Cierpienie jest "walutą", za którą "nabywa się"
łaski. Co więcej, w tak przeżywanym cierpieniu z czasem znika jego
"gorycz", a jej miejsce zajmuje specyficzna "słodycz":
SŁODKI SMAK GŁĘBSZEGO SENSU.
ZBAWIENIE
Walczymy
ze złem "myślą", "czuciem", "wolą"
- gdy włączamy się przez nie W CHRYSTUSA. Jezus bowiem już
pokonał zło - W SOBIE, PRZEZ KRZYŻ, W WYMIARZE BOSKIM - a teraz
czeka na człowieka, na jego osobisty wybór, na jego dobrowolne
wejście w "strefę zbawienia".
MODLITWA
Prawdziwą
potęgą jest dopiero modlitwa (myśl to za mało). Dopiero myśląc
"w kierunku Boga", najbardziej pomagam tej osobie, w
intencji której modlę się. Powierzam ją bowiem Bogu:
Wszechmogącemu (który dysponuje prawdziwą mocą sprawczą) i
Wszechwiedzącemu (który wie najlepiej, czego człowiek potrzebuje).
CENA
<Cierpienie
jest "walutą", za którą "nabywa się" łaski.>
W jednej z poprzednich notek ("Wysłuchane modlitwy. Duch")

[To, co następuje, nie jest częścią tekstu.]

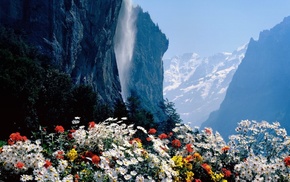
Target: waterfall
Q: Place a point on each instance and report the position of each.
(124, 44)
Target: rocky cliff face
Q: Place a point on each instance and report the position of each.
(147, 66)
(260, 88)
(197, 85)
(77, 34)
(79, 37)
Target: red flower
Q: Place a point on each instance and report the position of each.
(189, 147)
(69, 135)
(227, 173)
(206, 167)
(162, 136)
(148, 140)
(59, 155)
(225, 148)
(92, 124)
(96, 159)
(59, 129)
(19, 165)
(47, 163)
(287, 161)
(176, 143)
(152, 131)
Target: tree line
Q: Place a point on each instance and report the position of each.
(34, 93)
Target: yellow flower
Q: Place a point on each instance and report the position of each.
(178, 160)
(188, 166)
(189, 175)
(216, 177)
(72, 154)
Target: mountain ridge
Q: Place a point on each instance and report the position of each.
(197, 84)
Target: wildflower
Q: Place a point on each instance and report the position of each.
(136, 142)
(151, 131)
(47, 163)
(189, 176)
(162, 136)
(216, 177)
(72, 154)
(59, 154)
(189, 147)
(70, 134)
(227, 173)
(14, 137)
(206, 167)
(95, 159)
(197, 156)
(287, 161)
(225, 148)
(92, 124)
(188, 158)
(59, 129)
(19, 165)
(208, 131)
(176, 143)
(25, 177)
(177, 160)
(148, 139)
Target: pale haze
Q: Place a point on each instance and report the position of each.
(207, 27)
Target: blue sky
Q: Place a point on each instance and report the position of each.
(207, 27)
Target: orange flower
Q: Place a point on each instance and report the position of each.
(188, 158)
(59, 129)
(189, 147)
(227, 173)
(92, 124)
(19, 165)
(206, 167)
(152, 131)
(96, 159)
(197, 156)
(69, 135)
(148, 139)
(47, 163)
(176, 143)
(287, 161)
(225, 148)
(59, 155)
(162, 136)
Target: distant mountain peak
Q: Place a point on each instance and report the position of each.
(196, 84)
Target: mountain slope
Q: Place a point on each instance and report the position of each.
(260, 88)
(198, 85)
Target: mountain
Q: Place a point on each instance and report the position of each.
(197, 85)
(260, 88)
(79, 38)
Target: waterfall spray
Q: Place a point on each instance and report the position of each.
(124, 44)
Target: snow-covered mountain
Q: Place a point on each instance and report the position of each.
(197, 85)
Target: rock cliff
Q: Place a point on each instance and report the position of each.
(77, 34)
(260, 88)
(147, 66)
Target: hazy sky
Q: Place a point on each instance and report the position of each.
(207, 27)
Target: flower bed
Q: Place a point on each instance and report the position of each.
(110, 151)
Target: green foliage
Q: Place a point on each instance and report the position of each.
(83, 102)
(172, 116)
(138, 115)
(33, 93)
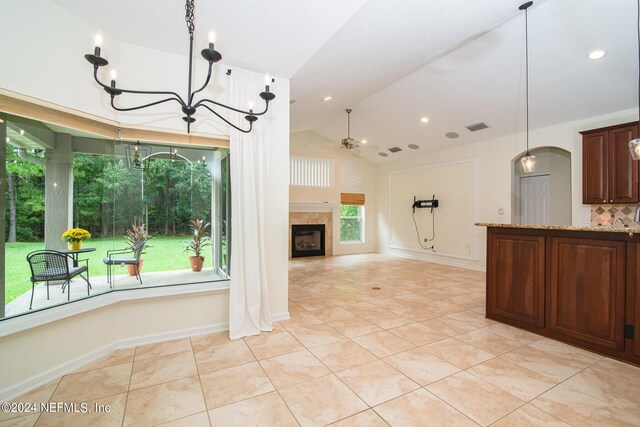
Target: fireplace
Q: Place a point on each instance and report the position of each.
(307, 240)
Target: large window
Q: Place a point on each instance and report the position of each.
(351, 224)
(59, 179)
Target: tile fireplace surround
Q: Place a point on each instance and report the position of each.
(308, 214)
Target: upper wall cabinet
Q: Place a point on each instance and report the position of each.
(609, 174)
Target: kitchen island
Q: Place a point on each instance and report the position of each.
(574, 284)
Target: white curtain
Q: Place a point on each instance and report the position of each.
(249, 312)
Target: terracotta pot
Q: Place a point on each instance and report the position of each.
(196, 262)
(131, 269)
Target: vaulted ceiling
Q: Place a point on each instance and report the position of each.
(455, 62)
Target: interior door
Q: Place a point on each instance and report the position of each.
(536, 201)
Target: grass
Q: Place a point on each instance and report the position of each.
(165, 253)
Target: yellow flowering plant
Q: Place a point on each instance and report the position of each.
(76, 235)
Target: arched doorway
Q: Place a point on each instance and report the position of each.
(544, 196)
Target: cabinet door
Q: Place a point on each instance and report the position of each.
(623, 170)
(587, 291)
(595, 168)
(515, 282)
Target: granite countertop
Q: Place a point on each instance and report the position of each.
(607, 229)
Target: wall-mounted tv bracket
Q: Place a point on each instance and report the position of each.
(433, 203)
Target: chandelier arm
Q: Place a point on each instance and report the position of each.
(110, 89)
(143, 106)
(202, 101)
(206, 82)
(228, 122)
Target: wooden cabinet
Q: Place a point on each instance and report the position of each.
(516, 285)
(581, 287)
(609, 174)
(586, 293)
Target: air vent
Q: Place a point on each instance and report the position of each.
(477, 127)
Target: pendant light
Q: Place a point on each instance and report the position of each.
(529, 160)
(634, 145)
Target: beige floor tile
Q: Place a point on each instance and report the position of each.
(293, 368)
(233, 384)
(353, 327)
(39, 395)
(268, 345)
(266, 410)
(202, 342)
(198, 420)
(619, 370)
(376, 382)
(162, 369)
(162, 348)
(21, 421)
(223, 356)
(621, 394)
(479, 400)
(322, 401)
(512, 378)
(421, 408)
(421, 366)
(459, 353)
(383, 343)
(548, 364)
(367, 418)
(118, 357)
(90, 385)
(529, 416)
(332, 313)
(581, 409)
(342, 355)
(316, 335)
(418, 333)
(93, 417)
(489, 342)
(164, 402)
(449, 326)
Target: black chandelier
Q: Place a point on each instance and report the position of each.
(188, 106)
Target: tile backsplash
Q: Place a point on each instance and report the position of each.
(607, 214)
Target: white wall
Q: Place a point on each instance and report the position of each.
(494, 182)
(352, 174)
(43, 53)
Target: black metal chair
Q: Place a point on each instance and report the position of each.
(110, 260)
(50, 265)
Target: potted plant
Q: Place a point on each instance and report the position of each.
(134, 235)
(198, 242)
(74, 237)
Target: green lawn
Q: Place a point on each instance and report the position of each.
(165, 253)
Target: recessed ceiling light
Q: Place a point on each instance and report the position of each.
(597, 54)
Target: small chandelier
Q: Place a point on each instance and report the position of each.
(188, 105)
(529, 160)
(634, 144)
(137, 156)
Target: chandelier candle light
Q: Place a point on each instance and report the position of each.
(188, 106)
(529, 160)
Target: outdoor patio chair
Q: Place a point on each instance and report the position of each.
(50, 265)
(114, 258)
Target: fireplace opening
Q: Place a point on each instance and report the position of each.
(307, 240)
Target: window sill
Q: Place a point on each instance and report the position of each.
(33, 320)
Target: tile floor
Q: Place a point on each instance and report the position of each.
(415, 352)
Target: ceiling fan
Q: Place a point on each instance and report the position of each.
(348, 142)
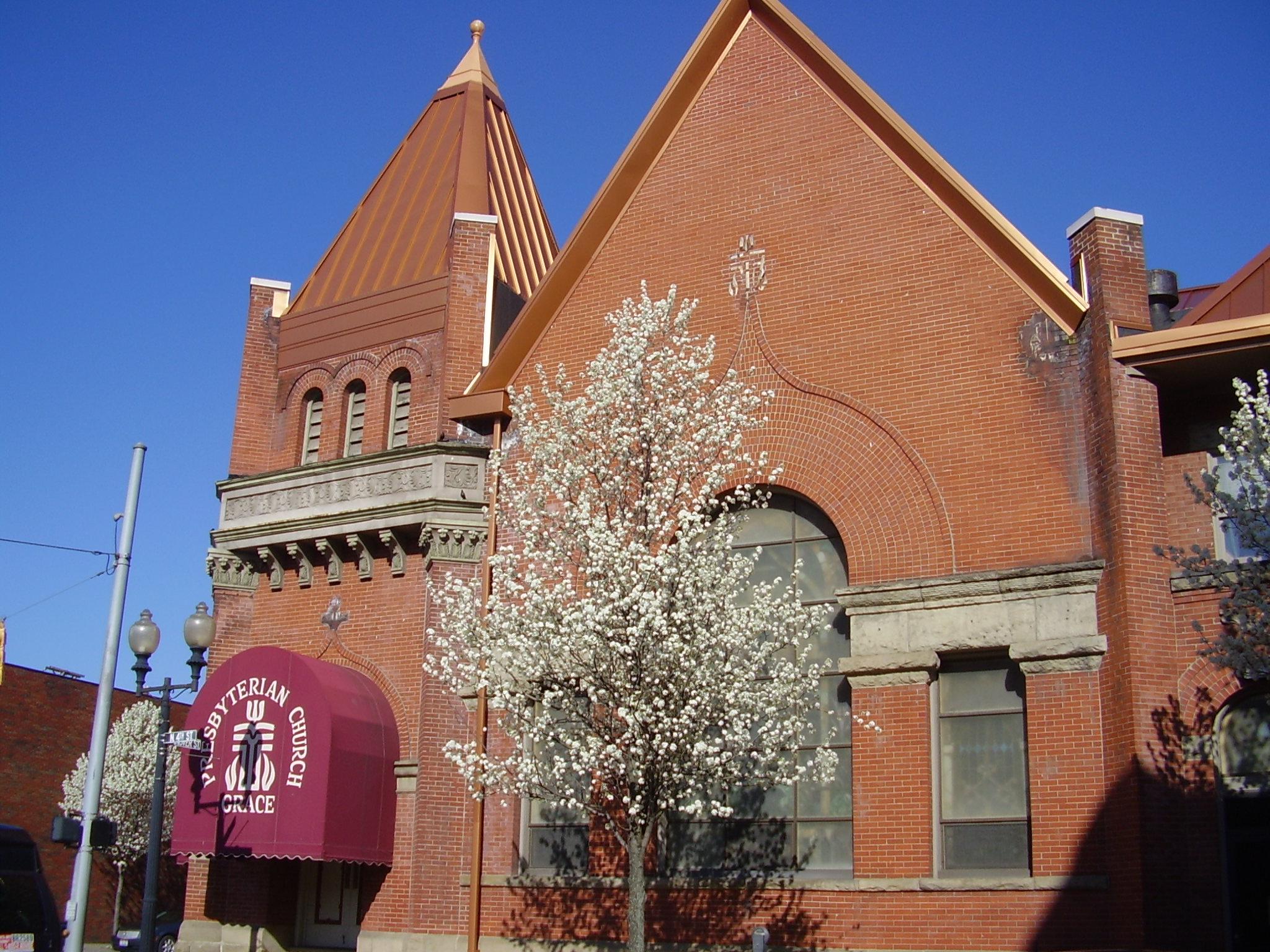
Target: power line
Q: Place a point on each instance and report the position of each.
(48, 545)
(63, 592)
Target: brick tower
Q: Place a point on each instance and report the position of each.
(350, 482)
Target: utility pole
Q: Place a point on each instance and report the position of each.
(76, 908)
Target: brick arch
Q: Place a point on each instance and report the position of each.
(856, 466)
(293, 405)
(345, 658)
(422, 362)
(1204, 689)
(357, 367)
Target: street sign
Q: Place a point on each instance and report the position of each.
(190, 741)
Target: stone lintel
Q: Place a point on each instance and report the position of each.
(973, 611)
(972, 588)
(889, 669)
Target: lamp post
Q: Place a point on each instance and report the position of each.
(144, 640)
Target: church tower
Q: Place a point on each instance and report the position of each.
(349, 487)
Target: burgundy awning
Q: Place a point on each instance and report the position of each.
(300, 763)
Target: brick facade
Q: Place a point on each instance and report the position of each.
(58, 724)
(930, 403)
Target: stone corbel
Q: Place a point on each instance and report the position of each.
(1060, 655)
(334, 560)
(304, 564)
(397, 551)
(407, 774)
(361, 547)
(453, 544)
(272, 564)
(230, 571)
(886, 671)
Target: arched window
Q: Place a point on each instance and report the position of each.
(804, 826)
(1244, 744)
(310, 437)
(399, 409)
(355, 418)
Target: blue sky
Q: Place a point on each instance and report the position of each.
(156, 155)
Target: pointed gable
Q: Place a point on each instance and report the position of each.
(384, 277)
(1245, 295)
(874, 125)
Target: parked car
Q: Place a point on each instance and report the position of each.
(29, 918)
(167, 926)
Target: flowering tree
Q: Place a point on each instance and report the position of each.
(127, 785)
(1240, 498)
(633, 681)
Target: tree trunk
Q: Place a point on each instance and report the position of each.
(636, 891)
(118, 894)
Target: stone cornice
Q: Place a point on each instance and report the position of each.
(972, 612)
(351, 462)
(230, 571)
(888, 669)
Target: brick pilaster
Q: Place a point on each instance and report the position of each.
(255, 419)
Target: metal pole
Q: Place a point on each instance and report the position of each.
(76, 908)
(150, 899)
(474, 901)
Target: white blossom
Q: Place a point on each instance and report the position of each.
(629, 676)
(1242, 501)
(127, 786)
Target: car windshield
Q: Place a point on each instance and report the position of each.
(20, 906)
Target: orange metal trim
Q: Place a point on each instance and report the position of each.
(1171, 343)
(489, 403)
(1225, 289)
(1020, 259)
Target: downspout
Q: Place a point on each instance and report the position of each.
(483, 715)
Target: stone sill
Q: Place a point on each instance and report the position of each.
(943, 884)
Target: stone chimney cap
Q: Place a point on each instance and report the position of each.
(1100, 213)
(271, 283)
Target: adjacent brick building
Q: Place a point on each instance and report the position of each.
(47, 723)
(991, 447)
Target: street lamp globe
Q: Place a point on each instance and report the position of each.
(200, 633)
(144, 640)
(200, 628)
(144, 635)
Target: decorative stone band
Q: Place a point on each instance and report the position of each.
(1060, 655)
(889, 669)
(230, 571)
(973, 610)
(453, 542)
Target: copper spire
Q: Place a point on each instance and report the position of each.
(473, 68)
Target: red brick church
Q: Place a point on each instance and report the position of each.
(982, 451)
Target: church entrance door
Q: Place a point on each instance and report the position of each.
(329, 897)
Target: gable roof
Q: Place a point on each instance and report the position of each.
(461, 155)
(1005, 244)
(1245, 294)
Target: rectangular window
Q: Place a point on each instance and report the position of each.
(313, 431)
(356, 423)
(982, 769)
(401, 421)
(558, 838)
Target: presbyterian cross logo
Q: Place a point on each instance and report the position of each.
(748, 267)
(252, 771)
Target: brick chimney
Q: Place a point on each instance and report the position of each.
(255, 418)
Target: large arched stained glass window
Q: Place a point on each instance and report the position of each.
(806, 826)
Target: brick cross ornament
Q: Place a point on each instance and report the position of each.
(748, 268)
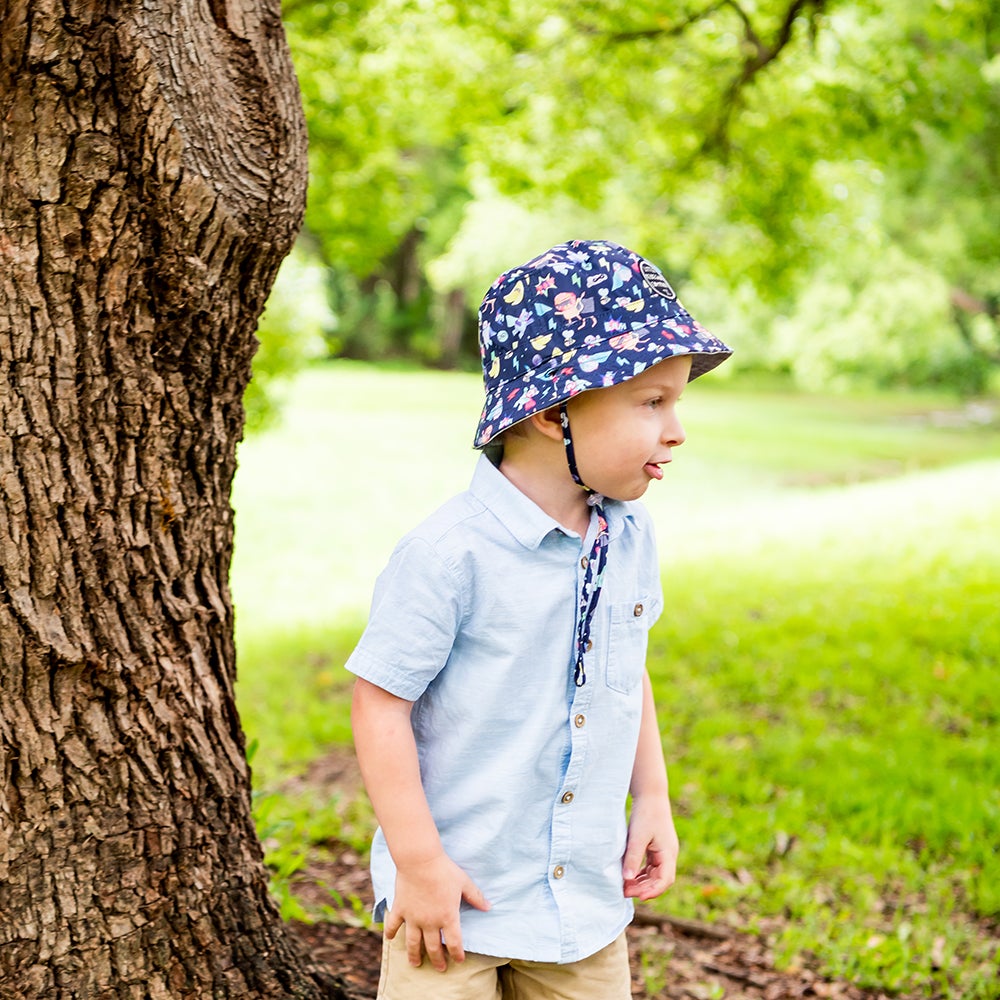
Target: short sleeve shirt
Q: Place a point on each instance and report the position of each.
(526, 774)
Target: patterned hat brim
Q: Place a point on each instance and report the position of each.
(546, 385)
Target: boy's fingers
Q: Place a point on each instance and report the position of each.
(632, 863)
(392, 924)
(435, 950)
(453, 943)
(414, 946)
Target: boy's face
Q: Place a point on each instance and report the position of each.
(623, 434)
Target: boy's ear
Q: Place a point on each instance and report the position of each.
(548, 422)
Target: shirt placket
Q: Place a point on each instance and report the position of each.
(561, 875)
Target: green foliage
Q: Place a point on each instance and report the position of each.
(825, 669)
(836, 154)
(290, 331)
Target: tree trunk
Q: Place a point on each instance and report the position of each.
(152, 177)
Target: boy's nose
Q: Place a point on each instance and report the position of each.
(673, 433)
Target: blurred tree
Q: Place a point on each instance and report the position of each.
(769, 146)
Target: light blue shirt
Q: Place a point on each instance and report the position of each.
(474, 620)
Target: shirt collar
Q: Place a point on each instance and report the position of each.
(521, 516)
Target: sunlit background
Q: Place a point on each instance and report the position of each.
(821, 183)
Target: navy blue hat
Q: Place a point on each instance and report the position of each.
(583, 315)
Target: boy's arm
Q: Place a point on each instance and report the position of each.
(650, 863)
(429, 885)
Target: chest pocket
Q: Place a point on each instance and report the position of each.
(628, 637)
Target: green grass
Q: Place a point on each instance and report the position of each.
(826, 670)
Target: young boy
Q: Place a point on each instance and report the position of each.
(502, 712)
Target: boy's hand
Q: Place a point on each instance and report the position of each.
(428, 897)
(650, 863)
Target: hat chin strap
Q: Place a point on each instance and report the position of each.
(594, 499)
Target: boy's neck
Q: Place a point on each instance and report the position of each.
(538, 474)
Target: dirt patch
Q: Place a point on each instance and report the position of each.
(672, 958)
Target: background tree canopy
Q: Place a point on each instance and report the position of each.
(820, 177)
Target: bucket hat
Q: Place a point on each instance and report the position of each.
(585, 314)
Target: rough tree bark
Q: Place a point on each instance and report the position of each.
(152, 177)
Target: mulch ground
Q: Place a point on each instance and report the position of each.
(702, 961)
(691, 960)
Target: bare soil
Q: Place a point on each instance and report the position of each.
(672, 958)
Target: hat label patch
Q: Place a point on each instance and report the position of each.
(655, 280)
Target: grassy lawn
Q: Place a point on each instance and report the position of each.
(826, 670)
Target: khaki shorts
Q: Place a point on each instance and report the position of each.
(604, 976)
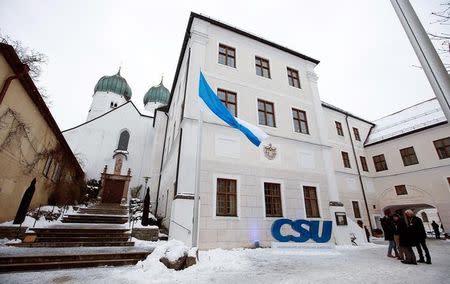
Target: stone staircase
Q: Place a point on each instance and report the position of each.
(76, 242)
(92, 236)
(70, 260)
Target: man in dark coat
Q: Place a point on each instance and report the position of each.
(419, 235)
(25, 203)
(388, 228)
(436, 229)
(395, 221)
(406, 241)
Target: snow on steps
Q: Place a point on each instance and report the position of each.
(60, 261)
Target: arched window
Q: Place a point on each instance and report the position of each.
(424, 217)
(123, 140)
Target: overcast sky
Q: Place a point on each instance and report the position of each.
(367, 62)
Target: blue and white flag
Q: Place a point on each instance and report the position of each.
(253, 133)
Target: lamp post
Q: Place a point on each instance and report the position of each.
(426, 53)
(145, 212)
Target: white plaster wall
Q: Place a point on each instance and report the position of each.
(95, 141)
(101, 103)
(225, 151)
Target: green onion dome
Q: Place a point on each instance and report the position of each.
(157, 94)
(115, 84)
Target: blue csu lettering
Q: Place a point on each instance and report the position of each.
(305, 228)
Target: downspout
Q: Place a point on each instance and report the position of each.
(359, 172)
(8, 81)
(160, 167)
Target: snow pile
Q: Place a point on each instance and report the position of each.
(6, 241)
(43, 217)
(172, 249)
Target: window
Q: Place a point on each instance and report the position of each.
(293, 77)
(346, 160)
(401, 189)
(409, 156)
(57, 172)
(229, 100)
(262, 67)
(380, 163)
(300, 121)
(443, 148)
(356, 133)
(311, 202)
(272, 197)
(48, 163)
(424, 217)
(356, 210)
(339, 128)
(227, 55)
(123, 140)
(266, 113)
(364, 163)
(226, 201)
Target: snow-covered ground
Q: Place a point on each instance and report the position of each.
(341, 265)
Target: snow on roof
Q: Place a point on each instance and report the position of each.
(410, 119)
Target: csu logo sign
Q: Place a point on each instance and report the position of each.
(305, 228)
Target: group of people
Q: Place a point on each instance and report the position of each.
(404, 233)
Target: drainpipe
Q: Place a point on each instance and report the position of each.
(160, 167)
(359, 173)
(8, 80)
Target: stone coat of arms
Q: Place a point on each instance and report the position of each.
(270, 152)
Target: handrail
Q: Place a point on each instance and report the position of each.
(189, 231)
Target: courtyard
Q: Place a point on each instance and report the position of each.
(353, 264)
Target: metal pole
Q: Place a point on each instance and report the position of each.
(429, 59)
(197, 181)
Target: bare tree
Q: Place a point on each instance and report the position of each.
(34, 59)
(441, 36)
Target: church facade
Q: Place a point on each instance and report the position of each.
(320, 162)
(114, 144)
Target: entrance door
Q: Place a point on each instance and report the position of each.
(112, 191)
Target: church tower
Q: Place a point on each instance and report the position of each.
(109, 93)
(155, 97)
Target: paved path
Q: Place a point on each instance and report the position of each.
(343, 265)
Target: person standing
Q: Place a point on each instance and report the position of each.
(389, 229)
(436, 229)
(406, 242)
(419, 235)
(395, 221)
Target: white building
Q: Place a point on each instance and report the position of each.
(317, 156)
(117, 136)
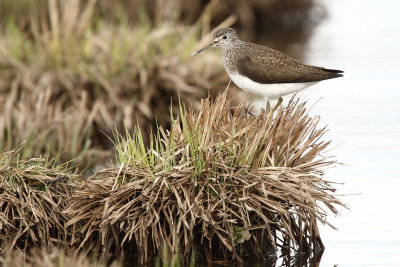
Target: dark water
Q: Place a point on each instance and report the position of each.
(362, 111)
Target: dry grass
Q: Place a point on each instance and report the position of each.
(71, 78)
(72, 70)
(220, 184)
(33, 194)
(52, 258)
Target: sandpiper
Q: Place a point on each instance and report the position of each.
(263, 70)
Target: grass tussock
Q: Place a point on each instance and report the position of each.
(33, 194)
(220, 183)
(52, 258)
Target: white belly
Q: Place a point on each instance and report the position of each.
(270, 91)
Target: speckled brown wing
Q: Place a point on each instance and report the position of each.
(276, 67)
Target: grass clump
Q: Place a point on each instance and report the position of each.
(33, 194)
(52, 257)
(219, 184)
(71, 76)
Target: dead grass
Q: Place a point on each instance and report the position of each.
(220, 183)
(33, 194)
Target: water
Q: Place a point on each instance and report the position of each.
(362, 110)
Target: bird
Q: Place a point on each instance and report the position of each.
(265, 71)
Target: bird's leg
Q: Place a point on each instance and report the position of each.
(272, 111)
(277, 104)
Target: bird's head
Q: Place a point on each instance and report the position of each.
(223, 38)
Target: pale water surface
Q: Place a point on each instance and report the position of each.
(362, 111)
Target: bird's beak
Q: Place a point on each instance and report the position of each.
(204, 48)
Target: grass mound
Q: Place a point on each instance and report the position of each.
(33, 194)
(219, 183)
(72, 76)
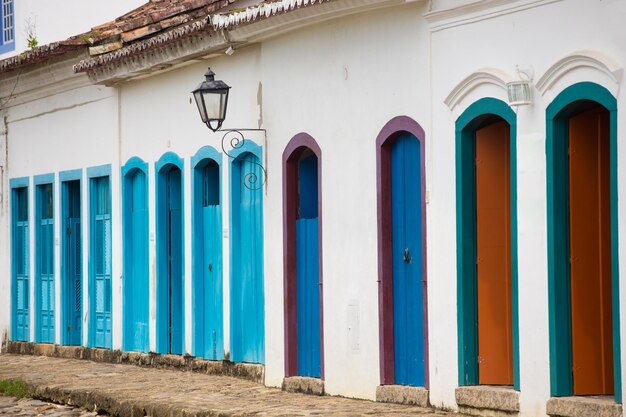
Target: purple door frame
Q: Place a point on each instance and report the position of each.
(384, 140)
(298, 144)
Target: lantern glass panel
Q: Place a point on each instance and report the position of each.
(198, 97)
(213, 102)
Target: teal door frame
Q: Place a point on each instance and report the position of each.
(135, 266)
(93, 174)
(162, 168)
(41, 245)
(477, 115)
(240, 176)
(20, 282)
(570, 101)
(203, 317)
(64, 178)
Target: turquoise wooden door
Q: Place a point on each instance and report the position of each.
(21, 265)
(101, 246)
(45, 264)
(247, 307)
(407, 261)
(176, 288)
(212, 263)
(307, 271)
(136, 277)
(74, 295)
(72, 250)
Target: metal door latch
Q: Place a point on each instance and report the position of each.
(407, 258)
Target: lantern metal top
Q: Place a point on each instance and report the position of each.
(212, 98)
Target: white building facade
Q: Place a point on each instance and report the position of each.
(408, 227)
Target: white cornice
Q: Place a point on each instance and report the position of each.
(42, 80)
(482, 77)
(479, 10)
(596, 61)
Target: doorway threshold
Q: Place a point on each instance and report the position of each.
(402, 394)
(578, 406)
(488, 400)
(303, 385)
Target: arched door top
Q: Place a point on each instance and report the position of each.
(397, 125)
(168, 159)
(477, 113)
(204, 154)
(298, 143)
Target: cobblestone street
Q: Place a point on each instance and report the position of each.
(130, 391)
(27, 407)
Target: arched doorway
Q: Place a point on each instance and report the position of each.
(72, 257)
(208, 335)
(302, 256)
(135, 261)
(20, 259)
(582, 242)
(44, 259)
(247, 310)
(170, 255)
(487, 245)
(401, 251)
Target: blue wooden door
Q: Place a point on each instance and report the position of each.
(74, 294)
(176, 292)
(307, 271)
(136, 295)
(247, 307)
(407, 261)
(21, 265)
(101, 239)
(45, 264)
(212, 263)
(72, 253)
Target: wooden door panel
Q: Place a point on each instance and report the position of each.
(590, 253)
(493, 244)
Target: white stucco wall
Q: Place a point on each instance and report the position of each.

nie miałam okazji wspomnieć o "cenie" uzdrawiania
z homoseksualizmu "Młodej".
Tą
ceną było moje własne cierpienie. W pewnej chwili "otworzyło
się" we mnie moje stare bolesne "pęknięcie".
Powiedziałam wtedy Bogu: "OK, przyjmuję na powrót to
cierpienie". Moja stara rana została zasklepiona, a w myśli
pojawiły się słowa "The healing has begun" ("Rozpoczęło
się uzdrawianie").
Powyższe
doświadczenie było dla mnie podwójnym dowodem: 1. że faktycznie
zostałam uzdrowiona z własnego zaburzenia; 2. że uzdrowienie jest
nie tylko dziełem Boga, ale i Jego własnością, z którą może
zrobić to, co zechce.
MATKA
BOLESNA
Raz
jeszcze o cierpieniu. Kiedy stałam się już ONA/MATKA, dane mi było
kolejne bolesne doświadczenie. Ktoś wbił mi w serce nóż i
jeszcze kilka razy przekręcił go w nim. Ból/cierpienie to
ofiarowałam jako pokutę/zadośćuczynienie za wszelkie cierpienia,
których przysporzyłam mojej Mamie. I dalej: doświadczyłam, czym -
w wymiarze duchowym - jest bycie Matką Bolesną. I jeszcze: czułam,
że rany w moim sercu mogą stać się źródłami łaski.
ŻYCIE
DUCHOWE
Ból/cierpienie
można przeżywać na trzech poziomach: fizycznym, psychicznym,
duchowym. Jego zbawczą/uzdrawiającą moc poznaje się dopiero na
poziomie duchowym - przeżywanym w Duchu Świętym. Stąd dla wielu
osób, które nie skosztowały życia w wymiarze duchowym, tajemnica
cierpienia jest tak bardzo niezrozumiała.
PODSUMOWANIE
Podsumowując
zakończony cykl ("Rzeczy drugie") mam jeszcze takie
spostrzeżenie. Od pewnego momentu moim notkom towarzyszyło
przesłanie z "Dzienniczka" św.Faustyny - przywołane
przez SławkaP - mówiące o tym, że o wiele więcej korzyści
przyniesie duszy rozważanie Świętej Męki niż rozdrapywanie
własnych ran.
Cały
czas miałam te słowa w pamięci, a jednak moje pisanie
koncentrowało się przede wszystkim na moich ranach i na moim
cierpieniu. Ponieważ notek tych w ogóle nie planowałam - w pewnym
sensie pisały się one same - uznałam, że jest to scenariusz
chciany przez Boga.
I
otóż. Czy nie jest tak, że podobnie jak człowiek przemierza Drogę
Krzyżową Jezusa, tak Jezus przemierza drogę krzyżową człowieka?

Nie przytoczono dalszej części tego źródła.